I repelled people with my sadness. I lamented over my friendlessness. I didn’t realize I was making it worse. Kay and I even talked about it so many times that I didn’t realize just how repetitive I had become. She constantly and lovingly reminded me that I was loved, my worth didn’t come from people and that God loved me unconditionally.

No one intends to inflict those negative emotions on anyone else. But it happens all of the time.  Those “popular” girls at school that you so badly wanted to hang with are now at your church in Bible Study, serving on a team with kids or ministry.  They seem so happy, close, and shiny.  You feel so small, unwanted, disliked, less than.

That is how I felt almost all the time, everywhere I went.  I was either 10-15 years older than the girls in one group or 15-20 years younger than the ladies in a class.  Our kids’ ages and stages weren’t in sync. We had little in common with the age gap.  Either way, I couldn’t seem to find any similarities. Until I looked at our hearts.

When I looked at those ladies deep within, I saw the same insecurities, hurts, fears and longing to be loved.  Did you know that below the dermis layers, we are all so much the exact same?

Our relationship with God is the only thing meant for us to fill that hole, longing to be loved, accepted, and unconditionally loved.  We cannot fill it looking to the ladies to the left or right.

Yes, we long for friendship and camaraderie with our sisters in Christ.  It is acceptable and necessary to make those connections for our mental well-being. But they won’t hold up unless we pursue our personal relationship with God first.

It’s hard to be on the friendship fringe, especially if you already feel emotionally less than those around you. But when you stop to see all of the people God has placed in your life that love you with His heart the perceived hurts of exclusion disappear.  Love wins every time.
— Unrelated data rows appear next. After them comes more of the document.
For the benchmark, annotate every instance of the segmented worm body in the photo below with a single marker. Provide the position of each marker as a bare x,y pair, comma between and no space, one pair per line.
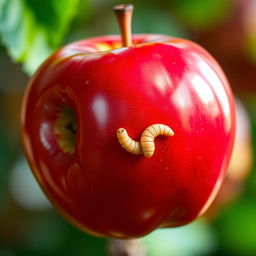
146,145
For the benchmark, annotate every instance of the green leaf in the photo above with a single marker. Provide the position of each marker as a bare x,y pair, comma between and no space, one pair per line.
32,29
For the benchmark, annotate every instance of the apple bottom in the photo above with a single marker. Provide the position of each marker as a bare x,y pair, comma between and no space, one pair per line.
116,191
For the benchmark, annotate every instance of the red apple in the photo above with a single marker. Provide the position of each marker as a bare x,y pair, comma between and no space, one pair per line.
87,90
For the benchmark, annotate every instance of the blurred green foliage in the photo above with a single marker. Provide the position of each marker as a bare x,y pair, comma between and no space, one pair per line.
30,30
201,14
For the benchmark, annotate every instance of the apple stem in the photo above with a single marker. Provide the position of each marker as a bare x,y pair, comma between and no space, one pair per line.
124,16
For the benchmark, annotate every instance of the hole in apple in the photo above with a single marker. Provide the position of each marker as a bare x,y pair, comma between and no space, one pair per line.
65,127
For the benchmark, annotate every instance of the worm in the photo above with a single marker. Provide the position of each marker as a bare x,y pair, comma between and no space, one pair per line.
146,146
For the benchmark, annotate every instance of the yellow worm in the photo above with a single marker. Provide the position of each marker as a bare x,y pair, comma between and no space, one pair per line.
146,145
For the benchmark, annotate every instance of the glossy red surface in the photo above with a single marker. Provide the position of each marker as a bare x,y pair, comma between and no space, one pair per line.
102,188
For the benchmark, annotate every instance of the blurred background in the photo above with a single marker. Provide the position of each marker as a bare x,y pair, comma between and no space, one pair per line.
32,29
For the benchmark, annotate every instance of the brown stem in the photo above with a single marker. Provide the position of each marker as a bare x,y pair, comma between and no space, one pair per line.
124,17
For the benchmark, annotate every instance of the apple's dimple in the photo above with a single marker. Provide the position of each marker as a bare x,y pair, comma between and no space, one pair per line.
65,127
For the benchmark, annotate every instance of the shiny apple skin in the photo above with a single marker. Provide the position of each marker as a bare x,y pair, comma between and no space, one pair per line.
102,188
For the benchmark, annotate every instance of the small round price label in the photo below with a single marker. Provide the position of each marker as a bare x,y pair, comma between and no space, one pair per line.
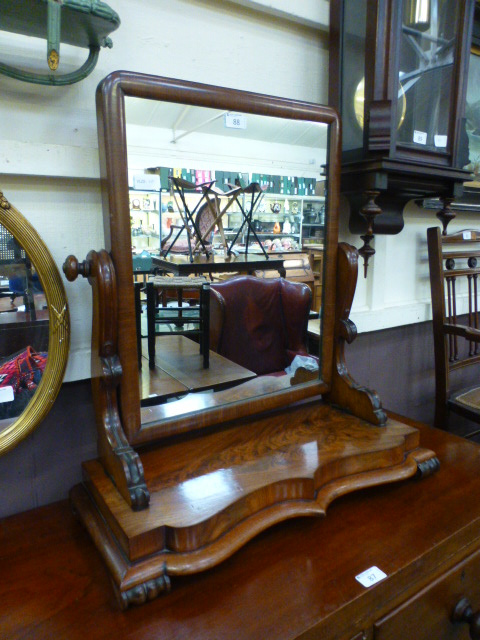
370,577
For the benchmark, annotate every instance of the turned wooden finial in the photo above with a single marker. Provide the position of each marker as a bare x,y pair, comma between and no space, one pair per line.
369,211
72,268
446,215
As my friend Kay consistently points out, we have laughed, cried and prayed on her porch during every one of those friendship famine years.  She has been there when no one else knew to be and she obeyed God when He put me on her heart to call, pray or visit.
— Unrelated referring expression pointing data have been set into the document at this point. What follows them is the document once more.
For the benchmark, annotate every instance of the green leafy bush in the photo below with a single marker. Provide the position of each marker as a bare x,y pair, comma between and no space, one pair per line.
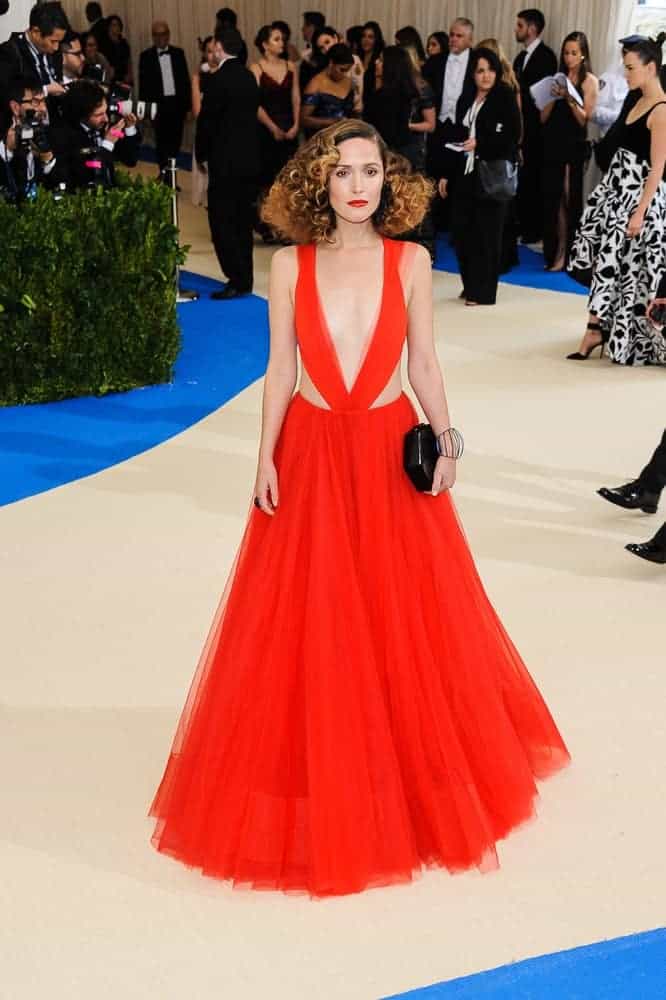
87,293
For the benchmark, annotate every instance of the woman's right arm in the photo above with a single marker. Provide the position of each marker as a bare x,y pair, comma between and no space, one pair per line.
280,380
196,96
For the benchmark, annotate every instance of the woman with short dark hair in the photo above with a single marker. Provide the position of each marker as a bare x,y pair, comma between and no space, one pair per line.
477,220
117,50
621,240
329,96
279,109
566,150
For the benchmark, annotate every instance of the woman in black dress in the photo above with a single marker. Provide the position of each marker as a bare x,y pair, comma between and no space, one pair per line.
566,150
372,45
422,119
329,96
279,111
389,107
117,51
477,222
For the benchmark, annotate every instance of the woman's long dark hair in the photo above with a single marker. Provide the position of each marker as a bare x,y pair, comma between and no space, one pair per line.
586,66
408,37
443,39
491,58
380,44
398,73
320,59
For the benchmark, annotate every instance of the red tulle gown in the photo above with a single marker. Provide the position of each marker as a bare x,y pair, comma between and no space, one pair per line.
359,711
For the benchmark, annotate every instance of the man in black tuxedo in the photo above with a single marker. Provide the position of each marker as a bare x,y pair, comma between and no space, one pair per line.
35,51
87,143
645,492
531,65
227,144
452,81
165,80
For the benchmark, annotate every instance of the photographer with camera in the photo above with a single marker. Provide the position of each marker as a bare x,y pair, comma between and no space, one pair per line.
27,159
94,134
35,51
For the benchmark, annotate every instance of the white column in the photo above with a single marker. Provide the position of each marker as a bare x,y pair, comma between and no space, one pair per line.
16,19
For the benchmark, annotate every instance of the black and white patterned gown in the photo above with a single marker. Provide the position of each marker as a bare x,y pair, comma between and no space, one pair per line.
625,272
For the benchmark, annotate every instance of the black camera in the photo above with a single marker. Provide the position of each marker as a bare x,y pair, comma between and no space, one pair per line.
32,133
94,71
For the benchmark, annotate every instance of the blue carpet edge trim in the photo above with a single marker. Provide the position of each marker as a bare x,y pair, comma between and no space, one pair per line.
588,972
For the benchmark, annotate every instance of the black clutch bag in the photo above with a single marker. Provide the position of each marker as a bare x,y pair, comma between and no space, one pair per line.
420,456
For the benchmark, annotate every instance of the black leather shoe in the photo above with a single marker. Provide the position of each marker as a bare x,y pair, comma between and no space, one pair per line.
631,496
653,551
229,292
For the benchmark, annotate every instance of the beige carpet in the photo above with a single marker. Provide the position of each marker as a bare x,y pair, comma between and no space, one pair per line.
107,590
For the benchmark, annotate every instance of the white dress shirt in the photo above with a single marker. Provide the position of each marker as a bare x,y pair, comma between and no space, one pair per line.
166,69
530,49
613,88
454,78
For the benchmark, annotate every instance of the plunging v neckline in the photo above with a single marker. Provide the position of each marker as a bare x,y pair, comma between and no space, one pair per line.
372,332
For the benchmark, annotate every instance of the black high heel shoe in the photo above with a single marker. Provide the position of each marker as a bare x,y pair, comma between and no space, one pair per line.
596,328
631,496
653,551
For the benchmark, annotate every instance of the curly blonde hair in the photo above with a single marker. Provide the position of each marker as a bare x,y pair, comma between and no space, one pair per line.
297,204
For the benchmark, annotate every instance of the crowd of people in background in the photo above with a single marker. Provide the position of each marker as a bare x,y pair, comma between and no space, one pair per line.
508,145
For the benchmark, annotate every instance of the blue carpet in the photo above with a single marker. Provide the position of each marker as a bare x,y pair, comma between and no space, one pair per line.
629,968
225,348
529,273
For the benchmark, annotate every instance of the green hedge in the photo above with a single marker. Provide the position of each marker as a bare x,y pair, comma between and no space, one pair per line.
87,293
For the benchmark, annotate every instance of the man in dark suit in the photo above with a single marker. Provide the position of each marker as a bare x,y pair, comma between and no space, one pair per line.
452,81
35,51
27,159
645,492
227,143
87,143
165,80
534,63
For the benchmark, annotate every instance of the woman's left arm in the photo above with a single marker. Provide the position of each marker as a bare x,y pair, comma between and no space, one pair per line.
425,376
657,126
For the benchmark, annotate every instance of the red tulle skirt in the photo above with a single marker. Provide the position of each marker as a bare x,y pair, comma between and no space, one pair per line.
358,712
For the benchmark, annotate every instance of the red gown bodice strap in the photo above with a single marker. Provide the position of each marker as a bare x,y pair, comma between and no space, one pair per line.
382,350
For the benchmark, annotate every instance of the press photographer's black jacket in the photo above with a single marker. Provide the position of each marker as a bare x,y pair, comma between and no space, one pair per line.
498,125
70,141
16,59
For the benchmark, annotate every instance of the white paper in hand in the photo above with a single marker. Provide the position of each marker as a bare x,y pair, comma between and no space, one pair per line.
542,92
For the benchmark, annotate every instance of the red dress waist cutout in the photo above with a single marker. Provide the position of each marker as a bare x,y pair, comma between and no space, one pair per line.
385,341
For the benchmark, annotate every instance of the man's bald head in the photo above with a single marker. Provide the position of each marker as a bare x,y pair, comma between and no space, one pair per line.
161,34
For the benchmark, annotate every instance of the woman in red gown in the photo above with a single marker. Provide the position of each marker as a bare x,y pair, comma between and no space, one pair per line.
359,711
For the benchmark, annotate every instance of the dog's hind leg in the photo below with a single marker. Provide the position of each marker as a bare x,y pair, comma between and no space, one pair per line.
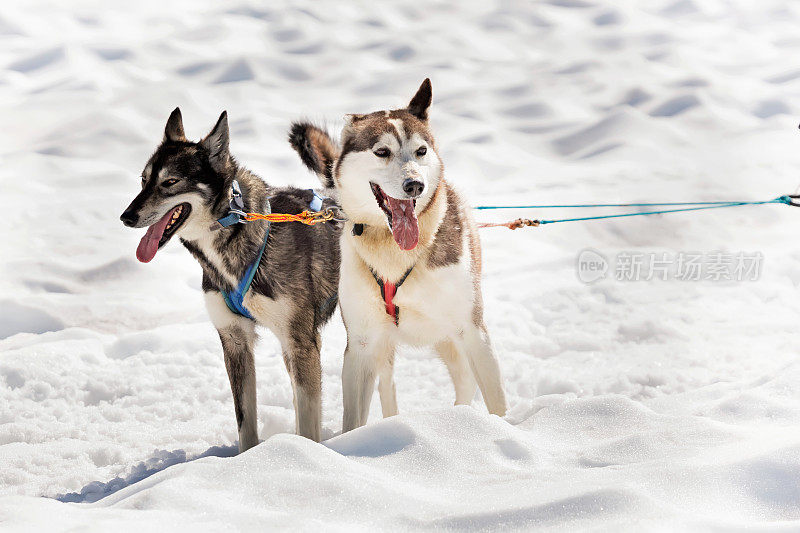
386,388
460,372
301,355
485,368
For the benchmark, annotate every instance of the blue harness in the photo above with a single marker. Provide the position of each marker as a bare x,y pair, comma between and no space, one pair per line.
235,298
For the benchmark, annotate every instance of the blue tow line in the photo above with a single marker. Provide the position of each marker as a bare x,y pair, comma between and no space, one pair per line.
785,199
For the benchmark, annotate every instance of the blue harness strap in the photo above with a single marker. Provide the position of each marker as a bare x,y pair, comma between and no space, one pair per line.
235,299
316,202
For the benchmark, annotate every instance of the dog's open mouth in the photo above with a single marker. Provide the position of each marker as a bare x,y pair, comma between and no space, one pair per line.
400,216
161,232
This chat was no different.  As she recounted the conversation with her friend, she had felt the enormity of her friend’s feelings.  I felt the “A-Ha” moment.  She felt exactly how I had felt.  Left out, marginalized, on the fringe. Kay reminded me again that I do have friends, people who really like me for who I am. I told her that I just couldn’t seem to see the forest for the trees.  She thought I said I couldn’t “see the force behind the truth.”

When she misheard what I had said, I realized that the Holy Spirit was at work in a might way between us. I couldn’t see the multitude of people she knew who liked me, I could only see the ones whom I knew openly disliked me.  Her incorrect reiteration of my initial statement was more the truth than what I had intended. I couldn’t “see the force behind the truth”.
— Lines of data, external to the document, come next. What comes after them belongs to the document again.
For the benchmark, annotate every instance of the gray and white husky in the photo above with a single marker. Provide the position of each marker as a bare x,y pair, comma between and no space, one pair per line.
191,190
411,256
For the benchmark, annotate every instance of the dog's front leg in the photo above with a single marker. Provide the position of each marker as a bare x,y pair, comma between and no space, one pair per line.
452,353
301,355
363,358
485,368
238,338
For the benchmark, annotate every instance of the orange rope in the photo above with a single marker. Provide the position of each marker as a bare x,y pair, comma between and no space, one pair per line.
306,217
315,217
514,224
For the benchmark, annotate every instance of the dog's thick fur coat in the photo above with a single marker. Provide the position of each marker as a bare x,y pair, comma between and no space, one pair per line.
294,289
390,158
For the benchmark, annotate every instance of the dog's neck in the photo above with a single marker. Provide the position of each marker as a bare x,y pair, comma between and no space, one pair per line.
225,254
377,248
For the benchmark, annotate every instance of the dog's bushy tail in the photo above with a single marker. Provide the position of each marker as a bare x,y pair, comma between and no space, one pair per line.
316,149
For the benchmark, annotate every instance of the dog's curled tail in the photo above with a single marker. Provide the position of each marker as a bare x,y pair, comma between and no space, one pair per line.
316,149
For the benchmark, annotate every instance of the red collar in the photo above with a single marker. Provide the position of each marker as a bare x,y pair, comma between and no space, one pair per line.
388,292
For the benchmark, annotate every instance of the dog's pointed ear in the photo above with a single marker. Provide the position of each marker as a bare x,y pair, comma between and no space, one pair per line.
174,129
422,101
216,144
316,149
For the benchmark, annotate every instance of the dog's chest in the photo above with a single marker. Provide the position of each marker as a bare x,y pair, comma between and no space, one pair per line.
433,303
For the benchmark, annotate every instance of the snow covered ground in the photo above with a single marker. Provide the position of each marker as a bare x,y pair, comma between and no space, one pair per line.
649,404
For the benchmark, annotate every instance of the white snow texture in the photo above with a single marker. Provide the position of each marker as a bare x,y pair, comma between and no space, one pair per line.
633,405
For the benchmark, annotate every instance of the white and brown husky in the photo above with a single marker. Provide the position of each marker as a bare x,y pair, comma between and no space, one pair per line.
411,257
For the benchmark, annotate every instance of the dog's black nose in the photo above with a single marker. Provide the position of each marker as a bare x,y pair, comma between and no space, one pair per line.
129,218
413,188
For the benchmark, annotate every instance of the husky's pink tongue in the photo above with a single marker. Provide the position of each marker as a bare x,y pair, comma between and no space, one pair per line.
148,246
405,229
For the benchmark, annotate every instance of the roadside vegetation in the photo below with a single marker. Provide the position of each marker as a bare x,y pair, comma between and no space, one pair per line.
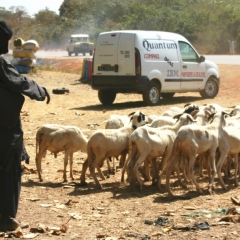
208,24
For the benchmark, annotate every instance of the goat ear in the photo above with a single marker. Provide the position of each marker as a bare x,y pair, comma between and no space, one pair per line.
193,113
211,116
207,113
177,116
187,104
225,114
189,116
131,114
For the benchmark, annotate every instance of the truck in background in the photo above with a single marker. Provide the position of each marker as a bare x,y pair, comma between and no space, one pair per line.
79,43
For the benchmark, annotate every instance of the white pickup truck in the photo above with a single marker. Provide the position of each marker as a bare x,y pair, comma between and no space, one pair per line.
79,43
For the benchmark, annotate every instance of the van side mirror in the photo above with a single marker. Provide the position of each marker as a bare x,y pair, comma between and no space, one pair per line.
201,59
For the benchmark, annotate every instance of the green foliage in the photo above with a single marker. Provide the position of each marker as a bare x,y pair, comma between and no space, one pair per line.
208,24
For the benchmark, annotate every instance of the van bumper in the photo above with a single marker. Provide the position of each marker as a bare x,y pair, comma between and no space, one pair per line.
120,84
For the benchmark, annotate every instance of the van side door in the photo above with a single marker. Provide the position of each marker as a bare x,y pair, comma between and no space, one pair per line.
192,71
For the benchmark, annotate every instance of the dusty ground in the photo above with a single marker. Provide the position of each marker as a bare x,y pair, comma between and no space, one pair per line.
116,212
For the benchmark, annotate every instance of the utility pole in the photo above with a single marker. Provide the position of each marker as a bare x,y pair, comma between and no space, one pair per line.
231,46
It is about quality, not quantity. It is about accepting God’s love first and receiving the Godly love given to us from the ones who call us friend.  It only takes one or two people, not a whole gaggle.  God’s love is more than enough if we will only receive it.

Look at the lady next to you who isn’t your close friend. Do you see her? Really see her?  Her hurts look just like yours except they are wearing different clothes.  Take the time to listen to her, even if she isn’t your cup of tea.  Allow yourself to be unrushed in the conversation.  Ask her to join you for a cup of hot liquid and a chat.  Include her in the inside joke.

You may not become bosom buddies and that’s ok. But you will show her Jesus’ unconditional love in those moments of unfettered attention.  That may be all she needs to feel His love through you.

I’m so glad my girl Kay invited her new friend to a day of fun last weekend. And I’m so grateful that she included me through our conversation.  Her new pal and I were sitting at the cool table the whole time and didn’t even know it.  Jesus has room for all of us, we just need to keep passing the invitation on to the next gal.